— Сынок, что ты говоришь?.. Мы же тебя любим!
— Да! А почему вы меня любите так чудно?
Мама опять будет долго всматриваться в него странным взглядом — словно желая проникнуть в какую-то даль и там прочесть то, что скрыто от него. Громко пробьют стенные часы, одинокая ночная бабочка закружится вокруг слабого огонька лампы. Мама с трудом выпростает руку из-под одеяла и привернет фитиль. Потом скажет со спокойной покорностью:
— Чудно любим?.. Мы и правда любим тебя иначе, чем других детей… И наверно, даже больше, чем других… Но не потому, что ты заслуживаешь любви больше, чем другие, а потому, что ты в ней, должно быть, больше нуждаешься.
Эти слова он уже дважды слышал из уст матери. В первый раз он был тронут и сконфужен, во второй — задет, точно его, не говоря прямо, упрекнули в каком-то душевном изъяне, которого он сам никак не уразумеет. И если сейчас он услышит это в третий раз, будет до того худо, что впору забиться в какую-нибудь дыру и в одиночку сокрушаться над самим собой. Но на самом деле он не стронется с места, ибо совесть будет терзать его уже за одну мысль сбежать от матери. И надо будет как-то нарушить эту гнетущую тишину, которая отдавалась зловещим гулом, точно из отдаленного будущего неслись ему навстречу мутные волны еще неведомых невзгод и горя. И он снова шмыгнет носом и, заикаясь, скажет:
— Может, принести тебе что-нибудь?.. Может, подогреть кирпич?
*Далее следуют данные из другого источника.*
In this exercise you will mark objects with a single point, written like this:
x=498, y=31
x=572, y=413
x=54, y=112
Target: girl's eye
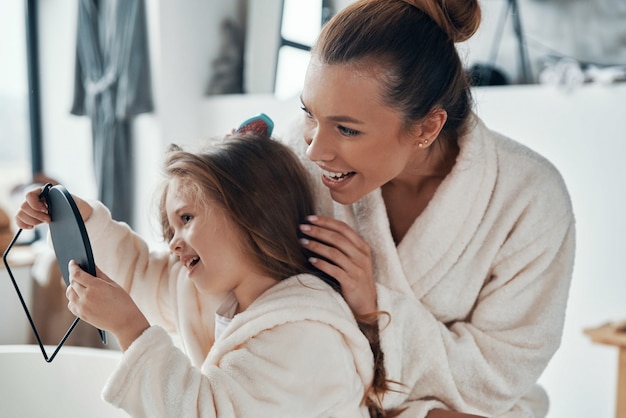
x=347, y=131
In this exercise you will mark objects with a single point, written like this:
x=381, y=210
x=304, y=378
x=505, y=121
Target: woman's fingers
x=33, y=211
x=344, y=255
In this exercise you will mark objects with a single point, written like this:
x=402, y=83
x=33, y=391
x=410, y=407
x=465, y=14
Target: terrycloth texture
x=477, y=289
x=295, y=352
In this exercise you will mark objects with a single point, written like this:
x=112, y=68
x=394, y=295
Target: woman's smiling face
x=359, y=143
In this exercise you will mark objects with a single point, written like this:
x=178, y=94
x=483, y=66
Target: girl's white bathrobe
x=477, y=289
x=295, y=352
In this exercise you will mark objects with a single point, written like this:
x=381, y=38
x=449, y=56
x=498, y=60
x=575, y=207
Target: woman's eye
x=306, y=112
x=347, y=131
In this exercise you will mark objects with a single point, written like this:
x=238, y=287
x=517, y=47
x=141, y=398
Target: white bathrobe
x=295, y=352
x=477, y=289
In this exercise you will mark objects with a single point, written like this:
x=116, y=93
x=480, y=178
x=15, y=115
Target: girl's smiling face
x=205, y=240
x=359, y=143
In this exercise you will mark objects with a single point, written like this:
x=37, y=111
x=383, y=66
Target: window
x=15, y=149
x=301, y=23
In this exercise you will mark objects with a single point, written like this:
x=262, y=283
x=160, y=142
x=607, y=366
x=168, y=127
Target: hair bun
x=458, y=18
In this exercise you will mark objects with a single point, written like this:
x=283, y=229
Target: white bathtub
x=69, y=387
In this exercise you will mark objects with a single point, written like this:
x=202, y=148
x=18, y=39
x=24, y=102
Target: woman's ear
x=430, y=127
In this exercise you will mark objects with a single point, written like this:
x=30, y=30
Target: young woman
x=464, y=236
x=286, y=343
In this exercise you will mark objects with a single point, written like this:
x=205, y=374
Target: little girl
x=282, y=343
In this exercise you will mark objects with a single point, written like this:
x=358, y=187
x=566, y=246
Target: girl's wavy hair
x=264, y=190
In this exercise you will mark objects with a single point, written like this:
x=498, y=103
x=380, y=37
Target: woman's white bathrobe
x=477, y=289
x=295, y=352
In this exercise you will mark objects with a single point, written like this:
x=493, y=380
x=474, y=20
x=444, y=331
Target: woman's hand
x=34, y=210
x=349, y=260
x=104, y=304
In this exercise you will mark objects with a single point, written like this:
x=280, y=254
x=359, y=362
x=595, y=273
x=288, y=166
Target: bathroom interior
x=551, y=74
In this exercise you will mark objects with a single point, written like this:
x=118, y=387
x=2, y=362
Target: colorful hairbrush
x=260, y=124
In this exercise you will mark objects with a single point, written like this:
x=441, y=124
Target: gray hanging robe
x=112, y=83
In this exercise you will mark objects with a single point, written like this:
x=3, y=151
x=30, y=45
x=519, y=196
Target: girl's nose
x=176, y=244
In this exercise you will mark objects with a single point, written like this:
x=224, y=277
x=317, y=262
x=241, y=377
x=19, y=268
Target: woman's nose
x=319, y=148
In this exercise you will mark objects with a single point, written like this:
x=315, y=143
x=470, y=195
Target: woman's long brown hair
x=264, y=189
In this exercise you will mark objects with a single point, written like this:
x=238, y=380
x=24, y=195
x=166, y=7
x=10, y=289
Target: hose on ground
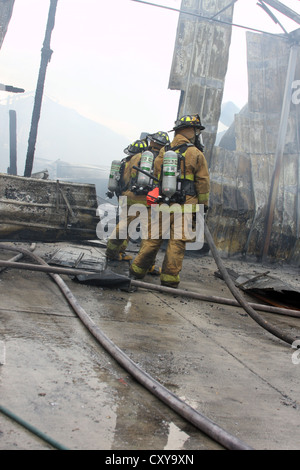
x=149, y=286
x=32, y=429
x=201, y=422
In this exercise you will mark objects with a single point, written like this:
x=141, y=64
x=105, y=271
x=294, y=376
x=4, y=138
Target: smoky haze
x=63, y=134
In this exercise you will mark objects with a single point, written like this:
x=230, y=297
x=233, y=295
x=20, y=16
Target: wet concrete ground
x=56, y=376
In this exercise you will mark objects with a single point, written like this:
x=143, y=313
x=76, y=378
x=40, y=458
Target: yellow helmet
x=189, y=120
x=136, y=147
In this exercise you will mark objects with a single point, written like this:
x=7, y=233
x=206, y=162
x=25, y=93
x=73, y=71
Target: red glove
x=152, y=196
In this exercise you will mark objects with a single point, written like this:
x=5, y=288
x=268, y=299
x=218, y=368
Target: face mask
x=198, y=142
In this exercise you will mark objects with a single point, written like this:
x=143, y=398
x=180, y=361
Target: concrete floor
x=56, y=376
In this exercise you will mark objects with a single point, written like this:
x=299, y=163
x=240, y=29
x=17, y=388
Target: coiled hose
x=201, y=422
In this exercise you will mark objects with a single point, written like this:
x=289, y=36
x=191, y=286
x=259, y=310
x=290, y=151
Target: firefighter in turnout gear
x=135, y=190
x=192, y=189
x=116, y=246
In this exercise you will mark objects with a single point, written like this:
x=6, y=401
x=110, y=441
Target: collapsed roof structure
x=255, y=170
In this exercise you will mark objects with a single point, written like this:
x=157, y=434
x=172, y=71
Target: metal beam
x=284, y=9
x=285, y=111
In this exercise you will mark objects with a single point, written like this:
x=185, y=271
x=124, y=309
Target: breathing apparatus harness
x=172, y=187
x=116, y=184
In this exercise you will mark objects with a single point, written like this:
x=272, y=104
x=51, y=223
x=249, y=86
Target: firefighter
x=135, y=194
x=193, y=181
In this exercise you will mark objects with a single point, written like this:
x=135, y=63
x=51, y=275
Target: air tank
x=114, y=175
x=146, y=164
x=169, y=173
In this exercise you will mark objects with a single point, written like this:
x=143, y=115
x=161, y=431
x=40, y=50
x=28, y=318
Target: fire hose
x=201, y=422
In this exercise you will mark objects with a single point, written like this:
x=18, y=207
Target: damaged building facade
x=255, y=170
x=6, y=9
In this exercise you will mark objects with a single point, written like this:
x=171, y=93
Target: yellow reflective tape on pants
x=169, y=278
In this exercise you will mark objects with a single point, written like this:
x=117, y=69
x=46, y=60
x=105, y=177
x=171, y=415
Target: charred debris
x=255, y=170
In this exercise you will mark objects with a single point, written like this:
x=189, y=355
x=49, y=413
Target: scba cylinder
x=146, y=164
x=114, y=175
x=169, y=178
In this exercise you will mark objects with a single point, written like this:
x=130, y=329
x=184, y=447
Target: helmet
x=190, y=120
x=161, y=138
x=136, y=147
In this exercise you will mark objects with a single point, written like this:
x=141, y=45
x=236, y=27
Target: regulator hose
x=239, y=297
x=201, y=422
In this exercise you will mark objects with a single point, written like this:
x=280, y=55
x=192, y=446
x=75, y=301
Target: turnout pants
x=173, y=231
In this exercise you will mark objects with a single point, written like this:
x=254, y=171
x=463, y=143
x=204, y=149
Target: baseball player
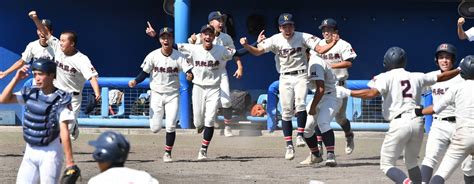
x=216, y=20
x=45, y=126
x=111, y=151
x=321, y=110
x=444, y=122
x=163, y=66
x=401, y=93
x=290, y=48
x=74, y=68
x=340, y=58
x=462, y=145
x=38, y=49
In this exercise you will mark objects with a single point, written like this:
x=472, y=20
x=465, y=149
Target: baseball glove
x=91, y=103
x=70, y=175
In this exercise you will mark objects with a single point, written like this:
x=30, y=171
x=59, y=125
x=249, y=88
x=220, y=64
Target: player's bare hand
x=261, y=36
x=132, y=83
x=243, y=41
x=238, y=73
x=461, y=21
x=149, y=30
x=32, y=14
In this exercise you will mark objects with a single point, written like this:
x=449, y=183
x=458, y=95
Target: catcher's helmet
x=467, y=67
x=446, y=47
x=395, y=57
x=44, y=65
x=110, y=147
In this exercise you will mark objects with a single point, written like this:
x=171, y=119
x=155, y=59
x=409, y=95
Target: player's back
x=401, y=90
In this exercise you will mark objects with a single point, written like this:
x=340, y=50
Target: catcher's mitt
x=70, y=175
x=91, y=103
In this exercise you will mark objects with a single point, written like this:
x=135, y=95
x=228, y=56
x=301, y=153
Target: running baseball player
x=340, y=58
x=38, y=49
x=216, y=20
x=444, y=122
x=163, y=66
x=462, y=142
x=74, y=68
x=321, y=110
x=401, y=92
x=110, y=153
x=45, y=125
x=290, y=48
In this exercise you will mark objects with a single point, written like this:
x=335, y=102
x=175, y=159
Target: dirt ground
x=252, y=159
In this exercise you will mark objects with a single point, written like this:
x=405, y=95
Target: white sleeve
x=446, y=100
x=27, y=55
x=470, y=34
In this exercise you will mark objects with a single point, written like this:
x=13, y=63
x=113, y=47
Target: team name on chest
x=289, y=52
x=165, y=69
x=210, y=64
x=439, y=91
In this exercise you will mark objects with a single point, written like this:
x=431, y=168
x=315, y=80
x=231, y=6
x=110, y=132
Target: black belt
x=451, y=118
x=294, y=72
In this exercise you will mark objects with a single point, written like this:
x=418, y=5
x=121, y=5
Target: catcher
x=111, y=151
x=45, y=126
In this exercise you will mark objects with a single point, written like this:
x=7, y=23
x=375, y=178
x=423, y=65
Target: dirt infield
x=232, y=160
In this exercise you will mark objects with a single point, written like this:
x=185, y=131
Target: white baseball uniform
x=462, y=141
x=342, y=51
x=43, y=164
x=225, y=40
x=441, y=128
x=292, y=59
x=401, y=91
x=123, y=175
x=164, y=84
x=329, y=103
x=207, y=76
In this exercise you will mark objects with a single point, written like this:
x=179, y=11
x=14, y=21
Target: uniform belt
x=450, y=118
x=294, y=72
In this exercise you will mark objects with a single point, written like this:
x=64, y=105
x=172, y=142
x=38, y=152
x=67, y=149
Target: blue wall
x=112, y=33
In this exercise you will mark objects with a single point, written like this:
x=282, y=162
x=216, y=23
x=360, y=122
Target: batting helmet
x=110, y=147
x=467, y=67
x=395, y=57
x=446, y=47
x=44, y=65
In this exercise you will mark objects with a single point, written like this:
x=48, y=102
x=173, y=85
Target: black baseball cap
x=329, y=22
x=285, y=18
x=166, y=30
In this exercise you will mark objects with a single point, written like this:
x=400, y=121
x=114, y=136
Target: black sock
x=396, y=175
x=287, y=132
x=426, y=173
x=312, y=143
x=329, y=141
x=207, y=136
x=301, y=121
x=170, y=137
x=415, y=174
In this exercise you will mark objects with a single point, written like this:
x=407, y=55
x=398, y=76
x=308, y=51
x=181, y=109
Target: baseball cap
x=166, y=30
x=285, y=18
x=329, y=22
x=207, y=27
x=215, y=15
x=48, y=24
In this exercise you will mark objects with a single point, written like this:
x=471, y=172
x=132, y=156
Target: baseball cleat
x=311, y=159
x=202, y=154
x=350, y=144
x=228, y=131
x=300, y=141
x=290, y=152
x=167, y=157
x=331, y=160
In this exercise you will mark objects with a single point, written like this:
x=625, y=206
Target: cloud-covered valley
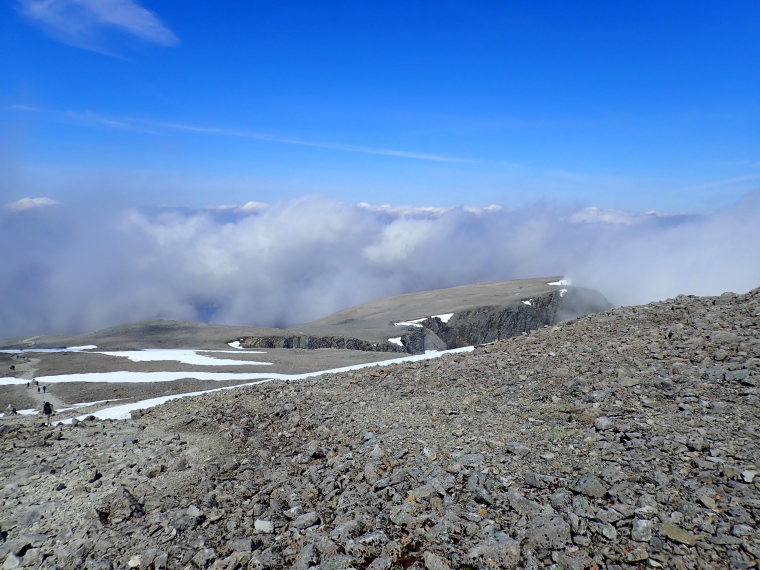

— Нет, нет, — поспешно возразит мама. Опять улыбнется и даже пошевелится под одеялом. — Сегодня я себя хорошо чувствую. Правда, хорошо… А ты иди… И ложись… И засни, мальчик мой! Засни и не думай ни о чем!
— Я не буду.
— Обещаешь?
— Обещаю.
Он опустит голову и выйдет из комнаты. Тихонько прикроет за собой дверь, остановится за нею и жадно вдохнет свежий воздух. Потом оглядит просторную горницу, которая от лунного света стала словно еще просторнее. Все вещи, особенно старинная фисгармония, кажутся более темными, а потому выглядят мягче и приветливее, чем при свете дня. Они подобрели от ночного отдыха и незаметно дышат, точно кроткие ручные существа. Сквозь окна, выходящие на юг, лунный свет льется на белый яворовый стол, окруженный высокими стульями, светлый и ясный, словно еще бодрствует. Желтоватая белизна стола приветливо глянет на малого, так что он невольно засмотрится на нее, успокоенный и примиренный. Потом он удивленно покачает головой и на цыпочках отойдет от стола, а тот будет глядеть ему вслед белым прямоугольником, провожая его с немым сочувствием до двери, ведущей в сени. Малый отопрет ее, притворит за собой и остановится в полной темноте. И тут его снова охватит тишина с ее затаенным гулом. Сердце его сожмется, он нашарит ногой шаткую ступеньку и торопливо зашагает по лестнице, точно убегая от высоких мутных валов, которые с неудержимой силой все быстрей и бурливей катятся на него из будущего.
Да, бедный малый! Три года он проучился в начальном торговом училище. Но дальше дело не пошло — бедность накрепко заперла ему путь в Горицу. Это был такой тяжелый удар, что он без борьбы покорился своей судьбе, как покоряется арестант, приговоренный к пожизненному заключению. И жил он, как арестант: молча, старательно, но без всякого интереса выполнял положенную работу по дому и никуда не ходил. Хорошо еще, что он дома один, а дом стоит на отшибе, в получасе ходьбы от села, на левом берегу Идрийцы. Дороги тут не было, просто вдоль реки тянулся ухабистый проселок, на котором в иной день не показывалось ни души. Деревню малый возненавидел, так как был убежден, что там все только и делают, что судачат о нем. Он прямо-таки видел, как деревенские насмехаются над ним, а еще того пуще — над отцом. Вот, мол, так ему и надо, земли мало, а туда же — пыжится, посылает парня в училище. Теперь он ни крестьянин, ни барин, всю жизнь несчастным будет.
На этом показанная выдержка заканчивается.